Clinton hammers Trump for "divisive, dark things" he has said about Muslims, and said his "demagogic rhetoric" undermines cooperation with Muslim nations, helping terrorists.

On a follow-up, Trump said his proposed Muslim ban has now "morphed" into what he calls "extreme vetting" of migrants.

Clinton said migrants are in fact heavily screened, and the US should take in more Syrian refugees from a "horrific war."

Clinton hits Trump on his proposed Muslim ban, saying the U.S. should not have a "religious test."

— David Jackson

Obamacare — and intimidation

After a health care question, Clinton explains her position — with Trump standing behind her, mugging her answers.

Clinton criticizes Trump's plan to repeal Obamacare, saying that would eliminate all of its good features.

Trump responds: "Obamacare is a disaster — we all know it."  He pitches a more decentralized health care plan, while saying Clinton wants a "single payer" plan totally run by the federal government.

Hillary is called upon to defend her husband, ex-president Bill Clinton — over his comment that Obamacare is a "crazy system."

Mrs. Clinton said the ex-president "clarified what he meant" and that they want to fix problems in the system but keep the basics intact.

Says Trump: "Everything is broken about it."

— David Jackson

It's apparent this will be the nastiest debate in presidential history ...

Clinton says it's a good thing that someone with Trump's temperament won't have control of law enforcement.

Trump shot back: "Because you'd be in jail."

Clinton again calls her private email system a mistake but says she has been careful with classified information.

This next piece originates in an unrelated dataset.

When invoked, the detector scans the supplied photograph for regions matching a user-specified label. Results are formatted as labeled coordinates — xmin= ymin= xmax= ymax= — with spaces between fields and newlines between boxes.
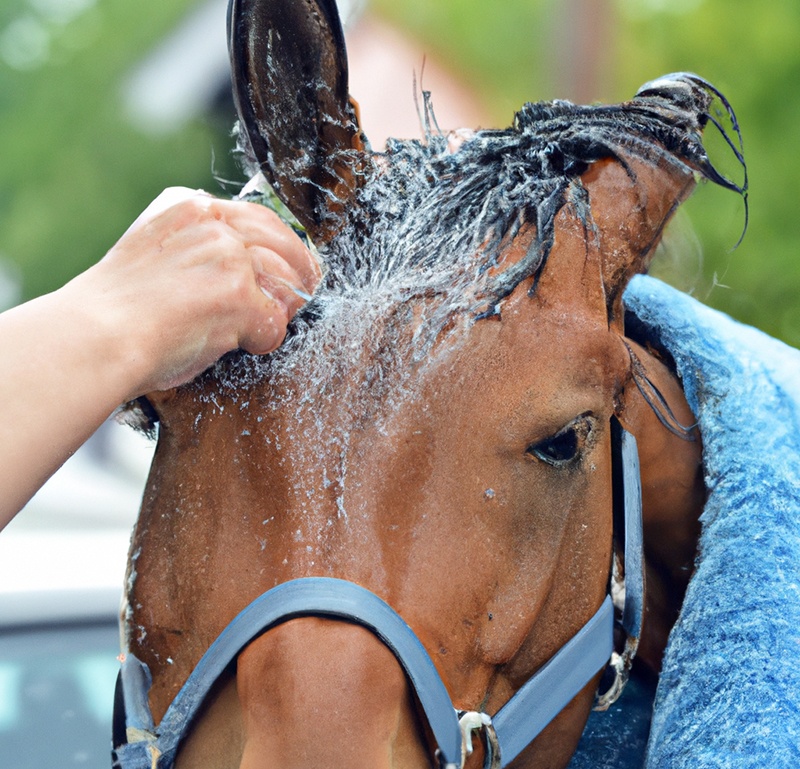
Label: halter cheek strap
xmin=113 ymin=424 xmax=642 ymax=769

Trump calls Clinton a liar and adds: "You should be ashamed of yourself."

Clinton tells Trump he only wants to change the subject: "I know you're into big diversion tonight."

— David Jackson

The birther issue comes up

Clinton hits Trump for the "racist lie" about President Obama's birthplace and says he owes the president an apology.

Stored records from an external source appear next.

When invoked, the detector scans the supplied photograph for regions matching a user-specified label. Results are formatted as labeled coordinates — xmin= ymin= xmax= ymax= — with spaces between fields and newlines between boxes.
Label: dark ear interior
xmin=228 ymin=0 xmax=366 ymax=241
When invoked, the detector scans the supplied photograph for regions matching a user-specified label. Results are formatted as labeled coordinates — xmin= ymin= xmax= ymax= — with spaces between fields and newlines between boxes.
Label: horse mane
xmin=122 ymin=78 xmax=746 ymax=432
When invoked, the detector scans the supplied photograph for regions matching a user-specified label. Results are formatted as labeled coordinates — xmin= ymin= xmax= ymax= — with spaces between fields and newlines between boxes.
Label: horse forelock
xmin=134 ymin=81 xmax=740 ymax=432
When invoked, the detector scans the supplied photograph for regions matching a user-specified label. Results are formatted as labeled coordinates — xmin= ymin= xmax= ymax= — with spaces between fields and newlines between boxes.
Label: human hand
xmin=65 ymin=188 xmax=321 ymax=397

Trump suggests — without evidence — that Clinton started the birther movement, and she owes the apology.

For good measure, Trump says he will appoint a special prosecutor to investigate Clinton's private emails.

Clinton responds: "Everything thing he said is absolutely false — but I'm not surprised."

— David Jackson

The Trump tape

Anderson Cooper goes there, asking Trump about the newly released tape.

Trump denies the suggestion he was endorsing sexual assault. He again apologizes for his comments but downplays them as "locker room talk."

He adds: "I have great respect for women — nobody respects women more than I do."

Clinton also gets the question, and she says the tape again proves Trump is unfit for the presidency. "Donald Trump is different," she says, and the tape proves Trump is a man who doesn't like or respect women, not to mention immigrants, Muslims, and others.

"Yes, this is who Donald Trump is," she said.

Trump replies to Clinton's attack: "It's just words, folks, just words." He attacks Clinton's record as U.S. senator, and is cut off — much to his annoyance.

Trump goes there after another tape question, going after Bill and Hillary Clinton.

"Bill Clinton was abusive to women," Trump said. "Hillary Clinton attacked those women."

Clinton said Trump made many false statements but can run his campaign however he sees fit.

As for her: "When they go low, you go high."

She also pointed out that Trump never apologizes for his transgressions.

— David Jackson

Yep, it’s all about Trump

As the debate started, the folks over at Facebook culled the topics received the most buzz on the site, and here’s how they stack up.

1. Trump Tape
2. Wikileaks Release
3. Crime & Criminal Justice
4. Government Ethics
5. Iraq, Syria & ISIS

— Donovan Slack

Good behavior 

Right off the bat, a town hall questioner asks about the negative behavior in the campaign.

Clinton goes the high way, saying she has "a very positive and optimistic view" of the country, and wants to "heal' it.

Trump says "I actually agree with that" — and, while subdued, goes after "horrible things" like Obamacare, the Iran nuclear agreement and bad trade deals.

No personal attack on Clinton (or her husband) however.

— David Jackson

No handshake

The candidates did not shake hands — it's going to be that kind of night.